No one really expected Zynga to hit its earlier projections given how badly the company has performed lately, but the extent of the shortfall is astonishing. For the second half of 2012, Zynga reduced its estimated bookings by about $100 million. It now expects to report a net loss between $90 million and $105 million.
The company also seemingly had a moment of clarity, essentially admitting that it paid way, WAY too much for Draw Something creator OMGPOP earlier this year. In March, the company paid $210 million for the studio. Yesterday, it announced plans to take an $85 to $95 million "impairment charge" — the corporate equivalent of a "whoopsie."
The problems boil down to one thing: People aren't playing the company's games as much as they used to. The number of daily average users (DAUs) in the third quarter "were down 15-20 percent sequentially as traffic from new titles was not enough to offset the declines in existing games," notes Sterne Agee's Arvind Bhatia.
The troubles at Zynga were somewhat forecast by the staggering number of executives who have jumped ship from the company in the past few months. At least seven C-level bosses have left the company since the beginning of August, and now it appears the creators of smash hit Words with Friends have also bailed out.
Unsurprisingly, the company's stock is down 20% to about $2.30 in early trading on Friday, a whopping 75% decline since its IPO in December of 2011. But some analysts say they're not giving up hope yet.

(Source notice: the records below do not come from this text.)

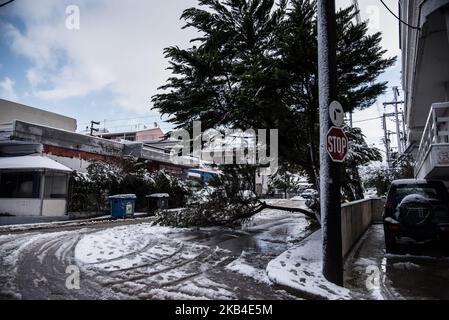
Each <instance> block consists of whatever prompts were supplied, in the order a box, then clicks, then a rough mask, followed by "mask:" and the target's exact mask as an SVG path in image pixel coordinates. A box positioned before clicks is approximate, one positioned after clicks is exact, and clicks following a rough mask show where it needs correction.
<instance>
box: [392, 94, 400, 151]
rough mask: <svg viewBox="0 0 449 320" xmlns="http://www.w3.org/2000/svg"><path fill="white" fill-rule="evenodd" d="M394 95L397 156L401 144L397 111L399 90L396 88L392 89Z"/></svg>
mask: <svg viewBox="0 0 449 320" xmlns="http://www.w3.org/2000/svg"><path fill="white" fill-rule="evenodd" d="M393 93H394V102H395V103H394V113H395V117H396V134H397V137H398V154H399V155H401V154H402V142H401V129H400V123H399V110H398V95H399V90H398V87H394V88H393Z"/></svg>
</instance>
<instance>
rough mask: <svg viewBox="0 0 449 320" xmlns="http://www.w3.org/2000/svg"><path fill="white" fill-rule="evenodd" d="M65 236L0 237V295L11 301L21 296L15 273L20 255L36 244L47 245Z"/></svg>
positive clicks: (16, 235)
mask: <svg viewBox="0 0 449 320" xmlns="http://www.w3.org/2000/svg"><path fill="white" fill-rule="evenodd" d="M66 234H68V232H55V233H44V234H23V235H4V236H0V253H1V254H0V266H1V268H0V294H1V295H4V296H8V297H11V298H13V299H21V298H22V295H21V294H20V293H19V288H18V284H17V272H18V265H19V260H20V258H21V256H22V254H24V253H25V252H26V251H27V250H30V248H31V247H32V246H33V245H36V244H37V243H49V241H50V240H52V239H53V238H57V237H60V236H64V235H66ZM39 254H43V253H42V252H40V253H39Z"/></svg>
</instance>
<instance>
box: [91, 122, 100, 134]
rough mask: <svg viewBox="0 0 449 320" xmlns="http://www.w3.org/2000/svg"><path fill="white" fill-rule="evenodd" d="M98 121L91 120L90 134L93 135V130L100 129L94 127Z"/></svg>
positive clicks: (95, 130)
mask: <svg viewBox="0 0 449 320" xmlns="http://www.w3.org/2000/svg"><path fill="white" fill-rule="evenodd" d="M99 125H100V122H97V121H91V122H90V135H91V136H93V135H94V131H95V132H98V131H100V129H97V128H94V126H99Z"/></svg>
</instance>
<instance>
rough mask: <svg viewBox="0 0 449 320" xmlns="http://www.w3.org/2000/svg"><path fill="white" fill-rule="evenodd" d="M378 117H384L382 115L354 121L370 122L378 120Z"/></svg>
mask: <svg viewBox="0 0 449 320" xmlns="http://www.w3.org/2000/svg"><path fill="white" fill-rule="evenodd" d="M378 119H382V117H376V118H368V119H362V120H357V121H354V122H353V123H360V122H368V121H373V120H378Z"/></svg>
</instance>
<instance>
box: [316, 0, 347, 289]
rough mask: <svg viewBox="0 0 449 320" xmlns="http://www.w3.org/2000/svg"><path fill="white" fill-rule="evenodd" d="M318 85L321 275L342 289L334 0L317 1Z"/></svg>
mask: <svg viewBox="0 0 449 320" xmlns="http://www.w3.org/2000/svg"><path fill="white" fill-rule="evenodd" d="M317 8H318V65H319V70H318V81H319V101H320V204H321V206H320V207H321V208H320V210H321V226H322V228H321V230H322V233H323V275H324V277H325V278H326V279H327V280H329V281H330V282H333V283H335V284H337V285H340V286H342V285H343V258H342V236H341V181H340V174H341V165H340V164H339V163H336V162H333V161H332V160H331V158H330V156H329V154H328V153H327V141H326V140H327V134H328V132H329V130H330V128H331V119H330V115H329V106H330V104H331V102H332V101H335V100H336V98H337V92H336V90H337V89H336V88H337V53H336V38H337V35H336V29H337V28H336V15H335V0H318V2H317Z"/></svg>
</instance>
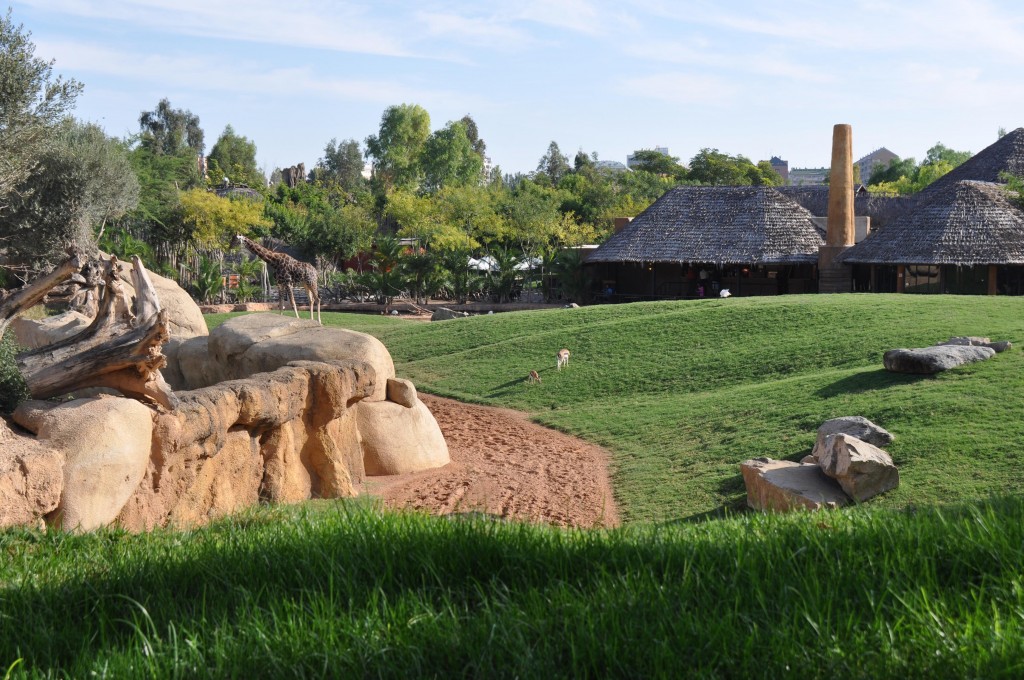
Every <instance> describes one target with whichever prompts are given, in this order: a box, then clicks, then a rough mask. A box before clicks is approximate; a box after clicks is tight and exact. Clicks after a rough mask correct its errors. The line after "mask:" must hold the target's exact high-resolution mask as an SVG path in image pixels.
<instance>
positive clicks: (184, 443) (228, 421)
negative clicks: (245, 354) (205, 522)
mask: <svg viewBox="0 0 1024 680" xmlns="http://www.w3.org/2000/svg"><path fill="white" fill-rule="evenodd" d="M375 382H376V380H375V376H374V372H373V369H372V368H371V367H369V366H368V365H366V364H365V363H362V362H355V360H350V362H332V363H322V362H294V363H292V364H289V365H288V366H286V367H283V368H281V369H278V370H276V371H273V372H272V373H266V374H260V375H256V376H253V377H251V378H247V379H244V380H232V381H227V382H223V383H219V384H217V385H213V386H211V387H206V388H203V389H198V390H193V391H185V392H177V393H176V396H177V397H178V403H177V406H176V408H175V410H174V411H173V412H169V413H166V414H162V415H161V416H160V417H159V418H158V419H157V426H156V433H155V436H154V440H155V441H154V448H153V456H152V457H151V460H150V466H148V468H147V470H146V473H145V477H144V478H143V480H142V482H141V483H140V484H138V486H137V488H136V490H135V493H134V494H133V495H132V497H131V498H130V499H129V500H128V502H127V503H126V504H125V507H124V509H123V510H122V511H121V513H120V514H119V516H118V522H119V523H120V524H121V525H123V526H126V527H128V528H131V529H136V530H137V529H144V528H150V527H152V526H157V525H162V524H167V523H171V524H175V525H191V524H198V523H203V522H205V521H207V520H209V519H210V518H211V517H214V516H217V515H221V514H226V513H228V512H232V511H234V510H238V509H241V508H244V507H247V506H249V505H255V504H257V503H259V502H278V503H286V502H296V501H301V500H305V499H309V498H337V497H344V496H353V495H354V493H355V492H354V488H353V485H352V484H353V482H356V481H358V480H359V479H361V476H362V463H361V460H362V456H361V451H360V449H359V442H358V436H357V435H356V433H355V428H354V418H353V415H352V413H350V411H351V409H350V407H352V406H353V405H355V403H356V402H358V401H359V400H360V399H362V398H365V397H366V396H367V395H369V394H371V393H372V392H373V391H374V388H375Z"/></svg>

"It is not clear that Zynga will turn this around quickly," says Wedbush Securities' Michael Pachter. "Management has whiffed two out of the last three quarters … [but] if management reins in costs and focuses on fewer, bigger games, we think that the company has the potential to grow revenues. … While it is sorely tempting for us to jump on the Zynga-hater bandwagon, we are strangely fascinated by the company's business model, and believe that there is great potential to turn things around."